Privacy Policy
Effective Date: July 1, 2026
This Privacy Policy describes how Elysium Spark LLC (d.b.a. Revolution Labs) ("we," "us," or "our") collects, uses, shares, and protects personal information when you use UpriseOS (upriseos.com) and related services (the "Services"). We are committed to transparency and to your rights under applicable privacy law, including the EU General Data Protection Regulation (GDPR), the UK GDPR, the California Consumer Privacy Act as amended (CCPA/CPRA), and other applicable data protection laws.
1. Data Controller
Elysium Spark LLC (d.b.a. Revolution Labs) is the data controller for personal data processed in connection with the Services. For contact details and data subject requests, see Section 15.
We have not appointed a formal Data Protection Officer (DPO) as we do not engage in large-scale systematic processing of sensitive personal data as a core activity. For all data protection inquiries, use the contact information in Section 15.
2. Services Covered
This Privacy Policy applies to all services provided at upriseos.com.

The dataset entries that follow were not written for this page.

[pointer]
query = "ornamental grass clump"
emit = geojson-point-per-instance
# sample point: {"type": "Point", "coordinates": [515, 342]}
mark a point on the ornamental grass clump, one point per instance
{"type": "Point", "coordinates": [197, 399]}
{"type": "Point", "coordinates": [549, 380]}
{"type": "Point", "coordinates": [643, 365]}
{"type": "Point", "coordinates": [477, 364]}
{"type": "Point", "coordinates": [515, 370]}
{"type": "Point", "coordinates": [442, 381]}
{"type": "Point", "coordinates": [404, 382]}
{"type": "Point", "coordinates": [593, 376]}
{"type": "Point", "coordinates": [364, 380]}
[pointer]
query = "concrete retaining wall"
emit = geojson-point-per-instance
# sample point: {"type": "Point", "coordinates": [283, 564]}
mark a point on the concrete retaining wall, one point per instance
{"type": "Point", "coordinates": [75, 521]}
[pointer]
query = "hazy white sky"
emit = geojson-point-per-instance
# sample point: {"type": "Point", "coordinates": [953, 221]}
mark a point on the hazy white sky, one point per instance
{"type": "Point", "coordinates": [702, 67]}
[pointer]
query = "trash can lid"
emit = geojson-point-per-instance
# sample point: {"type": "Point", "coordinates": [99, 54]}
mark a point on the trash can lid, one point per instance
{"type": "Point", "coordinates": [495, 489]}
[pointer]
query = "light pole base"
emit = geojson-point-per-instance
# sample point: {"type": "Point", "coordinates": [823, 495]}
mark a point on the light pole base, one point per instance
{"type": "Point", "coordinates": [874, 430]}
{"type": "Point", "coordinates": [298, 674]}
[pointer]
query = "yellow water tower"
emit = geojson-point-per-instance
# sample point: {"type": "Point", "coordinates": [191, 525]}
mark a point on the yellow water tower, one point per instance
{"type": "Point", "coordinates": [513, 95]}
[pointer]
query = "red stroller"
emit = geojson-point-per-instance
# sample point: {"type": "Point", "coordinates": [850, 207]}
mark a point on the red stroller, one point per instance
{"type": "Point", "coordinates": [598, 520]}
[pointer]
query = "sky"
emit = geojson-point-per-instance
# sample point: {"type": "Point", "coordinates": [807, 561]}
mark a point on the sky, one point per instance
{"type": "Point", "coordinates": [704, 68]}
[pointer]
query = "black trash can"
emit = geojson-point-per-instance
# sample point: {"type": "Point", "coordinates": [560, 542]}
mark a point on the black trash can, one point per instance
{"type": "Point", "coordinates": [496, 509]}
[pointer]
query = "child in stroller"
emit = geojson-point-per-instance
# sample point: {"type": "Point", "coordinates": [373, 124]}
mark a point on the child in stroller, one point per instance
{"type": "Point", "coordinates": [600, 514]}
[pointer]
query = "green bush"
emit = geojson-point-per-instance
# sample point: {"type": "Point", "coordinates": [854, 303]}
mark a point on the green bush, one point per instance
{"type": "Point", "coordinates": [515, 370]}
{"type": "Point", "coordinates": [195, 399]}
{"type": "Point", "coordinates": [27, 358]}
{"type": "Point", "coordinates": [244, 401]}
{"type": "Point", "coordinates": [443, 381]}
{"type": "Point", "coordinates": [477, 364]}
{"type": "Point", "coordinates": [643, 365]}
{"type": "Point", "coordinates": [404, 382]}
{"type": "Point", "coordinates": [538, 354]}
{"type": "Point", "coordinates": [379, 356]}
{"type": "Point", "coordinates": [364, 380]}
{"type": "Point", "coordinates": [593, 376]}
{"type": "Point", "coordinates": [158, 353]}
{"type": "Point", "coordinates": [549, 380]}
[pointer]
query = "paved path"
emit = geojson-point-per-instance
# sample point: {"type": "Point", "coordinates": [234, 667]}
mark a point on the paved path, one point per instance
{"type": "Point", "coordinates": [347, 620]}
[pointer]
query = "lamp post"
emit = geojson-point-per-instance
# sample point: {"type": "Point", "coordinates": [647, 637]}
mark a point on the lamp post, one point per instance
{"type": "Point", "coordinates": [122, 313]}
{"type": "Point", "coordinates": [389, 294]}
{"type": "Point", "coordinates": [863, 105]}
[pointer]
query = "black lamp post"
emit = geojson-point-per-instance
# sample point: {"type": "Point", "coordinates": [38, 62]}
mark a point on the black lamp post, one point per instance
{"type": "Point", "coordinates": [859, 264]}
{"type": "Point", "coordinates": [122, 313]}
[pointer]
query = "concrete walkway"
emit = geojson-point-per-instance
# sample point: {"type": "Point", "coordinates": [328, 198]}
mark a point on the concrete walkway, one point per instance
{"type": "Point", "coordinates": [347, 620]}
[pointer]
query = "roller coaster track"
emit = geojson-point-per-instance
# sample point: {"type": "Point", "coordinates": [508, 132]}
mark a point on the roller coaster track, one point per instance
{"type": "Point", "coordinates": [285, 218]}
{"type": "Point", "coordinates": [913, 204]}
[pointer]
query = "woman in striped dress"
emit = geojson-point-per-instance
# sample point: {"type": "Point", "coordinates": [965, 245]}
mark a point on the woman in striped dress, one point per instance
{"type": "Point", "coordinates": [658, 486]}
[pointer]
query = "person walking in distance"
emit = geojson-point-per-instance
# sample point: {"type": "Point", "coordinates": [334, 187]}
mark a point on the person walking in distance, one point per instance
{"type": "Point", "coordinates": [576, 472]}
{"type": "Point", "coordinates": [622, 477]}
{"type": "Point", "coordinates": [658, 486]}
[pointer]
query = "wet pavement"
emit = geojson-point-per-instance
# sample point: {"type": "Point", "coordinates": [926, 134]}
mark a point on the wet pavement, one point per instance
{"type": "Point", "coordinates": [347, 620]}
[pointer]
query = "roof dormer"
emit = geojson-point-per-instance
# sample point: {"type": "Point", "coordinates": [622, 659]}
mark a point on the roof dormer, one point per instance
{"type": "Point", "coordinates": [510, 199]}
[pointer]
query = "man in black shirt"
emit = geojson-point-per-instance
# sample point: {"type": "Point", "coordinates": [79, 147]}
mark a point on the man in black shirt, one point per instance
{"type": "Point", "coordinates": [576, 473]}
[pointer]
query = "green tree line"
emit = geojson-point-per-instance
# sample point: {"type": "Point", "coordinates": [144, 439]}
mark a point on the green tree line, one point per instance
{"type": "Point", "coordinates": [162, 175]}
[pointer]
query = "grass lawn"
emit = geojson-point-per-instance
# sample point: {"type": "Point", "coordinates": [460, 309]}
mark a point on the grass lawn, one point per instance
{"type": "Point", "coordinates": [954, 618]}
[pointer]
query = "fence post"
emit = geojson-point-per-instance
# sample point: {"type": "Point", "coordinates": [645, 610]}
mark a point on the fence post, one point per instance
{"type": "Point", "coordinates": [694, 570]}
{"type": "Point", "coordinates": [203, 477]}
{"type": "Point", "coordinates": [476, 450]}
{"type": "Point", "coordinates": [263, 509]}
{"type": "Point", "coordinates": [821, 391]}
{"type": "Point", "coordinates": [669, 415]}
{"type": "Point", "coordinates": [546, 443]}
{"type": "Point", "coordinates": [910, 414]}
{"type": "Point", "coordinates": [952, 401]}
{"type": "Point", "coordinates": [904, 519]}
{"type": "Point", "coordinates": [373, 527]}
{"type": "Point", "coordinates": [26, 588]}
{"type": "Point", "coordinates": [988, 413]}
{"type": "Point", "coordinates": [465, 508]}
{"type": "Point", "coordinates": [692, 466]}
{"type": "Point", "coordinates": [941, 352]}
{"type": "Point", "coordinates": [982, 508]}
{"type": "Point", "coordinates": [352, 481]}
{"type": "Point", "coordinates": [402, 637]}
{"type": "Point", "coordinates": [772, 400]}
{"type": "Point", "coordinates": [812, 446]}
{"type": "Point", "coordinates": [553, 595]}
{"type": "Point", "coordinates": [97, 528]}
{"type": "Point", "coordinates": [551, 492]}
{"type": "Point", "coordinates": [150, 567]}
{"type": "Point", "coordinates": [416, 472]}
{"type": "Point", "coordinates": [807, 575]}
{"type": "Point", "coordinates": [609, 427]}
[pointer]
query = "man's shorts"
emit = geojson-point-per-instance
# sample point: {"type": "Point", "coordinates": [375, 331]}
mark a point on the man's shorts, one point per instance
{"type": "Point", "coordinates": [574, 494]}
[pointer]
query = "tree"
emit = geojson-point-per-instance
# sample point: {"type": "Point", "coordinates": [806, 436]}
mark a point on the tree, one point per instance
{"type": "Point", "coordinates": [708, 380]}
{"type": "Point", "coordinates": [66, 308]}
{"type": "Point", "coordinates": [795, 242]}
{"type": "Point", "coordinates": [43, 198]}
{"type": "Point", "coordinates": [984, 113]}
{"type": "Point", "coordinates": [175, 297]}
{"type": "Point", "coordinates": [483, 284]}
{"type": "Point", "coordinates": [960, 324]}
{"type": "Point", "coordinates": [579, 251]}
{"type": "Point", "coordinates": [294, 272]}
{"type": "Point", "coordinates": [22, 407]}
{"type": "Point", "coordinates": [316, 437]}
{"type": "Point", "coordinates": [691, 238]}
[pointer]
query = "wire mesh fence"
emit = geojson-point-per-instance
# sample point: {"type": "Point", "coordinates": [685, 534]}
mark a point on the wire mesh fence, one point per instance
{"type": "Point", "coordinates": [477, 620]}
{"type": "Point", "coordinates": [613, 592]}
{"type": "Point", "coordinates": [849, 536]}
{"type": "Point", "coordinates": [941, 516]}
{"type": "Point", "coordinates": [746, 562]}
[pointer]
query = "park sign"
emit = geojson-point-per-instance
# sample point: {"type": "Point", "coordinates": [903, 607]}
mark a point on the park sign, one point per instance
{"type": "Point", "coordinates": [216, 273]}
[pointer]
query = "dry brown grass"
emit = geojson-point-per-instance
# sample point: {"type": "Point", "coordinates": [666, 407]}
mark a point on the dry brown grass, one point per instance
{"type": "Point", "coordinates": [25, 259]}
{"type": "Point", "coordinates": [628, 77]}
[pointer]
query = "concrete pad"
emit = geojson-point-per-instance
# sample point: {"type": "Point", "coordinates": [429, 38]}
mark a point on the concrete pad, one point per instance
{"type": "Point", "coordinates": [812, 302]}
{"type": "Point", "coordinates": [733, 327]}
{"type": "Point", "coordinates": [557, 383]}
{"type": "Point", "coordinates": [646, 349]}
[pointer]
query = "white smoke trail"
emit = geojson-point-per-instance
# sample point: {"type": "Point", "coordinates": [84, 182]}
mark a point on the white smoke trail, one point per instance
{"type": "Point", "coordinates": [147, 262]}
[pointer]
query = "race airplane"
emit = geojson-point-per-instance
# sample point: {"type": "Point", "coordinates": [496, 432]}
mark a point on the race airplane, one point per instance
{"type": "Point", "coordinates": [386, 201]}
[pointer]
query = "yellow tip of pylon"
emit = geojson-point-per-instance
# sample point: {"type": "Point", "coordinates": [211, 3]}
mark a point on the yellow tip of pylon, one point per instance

3. Personal Data We Collect
3.1 Data You Provide Directly
| Category | Examples | Purpose |
|---|---|---|
| Identity data | Name, username | Account creation, personalization |
| Contact data | Email address, phone | Account management, communications |
| Account credentials | Password (hashed), security settings | Authentication |
| Payment data | Billing name, address, last 4 digits of card | Payment processing (via Stripe; full card data never stored by us) |
| Content and inputs | Text, files, prompts you submit | Delivering AI-powered Services |
| Communications | Support messages, survey responses | Customer service, product improvement |
3.2 Data Collected Automatically
| Category | Examples | Purpose |
|---|---|---|
| Usage data | Pages visited, features used, session duration, click events | Service improvement, analytics |
| Technical data | IP address, browser type, OS, device identifiers | Security, fraud prevention, compatibility |
| Log data | Server logs, error reports, timestamps | Debugging, security monitoring |
| Cookies | Session tokens, preference identifiers | Authentication, user experience |
3.3 Data from Third Parties
We may receive limited data from payment processors (transaction confirmations), analytics providers (aggregated usage statistics), and any third-party services you choose to connect, subject to their respective privacy policies.
4. Legal Basis for Processing (GDPR)
For users in the EEA and UK, we process personal data on the following legal bases under GDPR Article 6:
| Processing Activity | Legal Basis |
|---|---|
| Providing the Services you contracted for | Performance of a contract (Art. 6(1)(b)) |
| Processing payments | Performance of a contract (Art. 6(1)(b)) |
| Sending transactional communications (receipts, security alerts) | Performance of a contract (Art. 6(1)(b)) |
| Fraud prevention and security monitoring | Legitimate interests (Art. 6(1)(f)) |
| Improving and developing the Services | Legitimate interests (Art. 6(1)(f)) |
| Marketing communications (where opted in) | Consent (Art. 6(1)(a)) |
| Complying with legal obligations | Legal obligation (Art. 6(1)(c)) |
| Analytics via cookies (non-essential) | Consent (Art. 6(1)(a)) |
Where we rely on legitimate interests, you have the right to object (see Section 10).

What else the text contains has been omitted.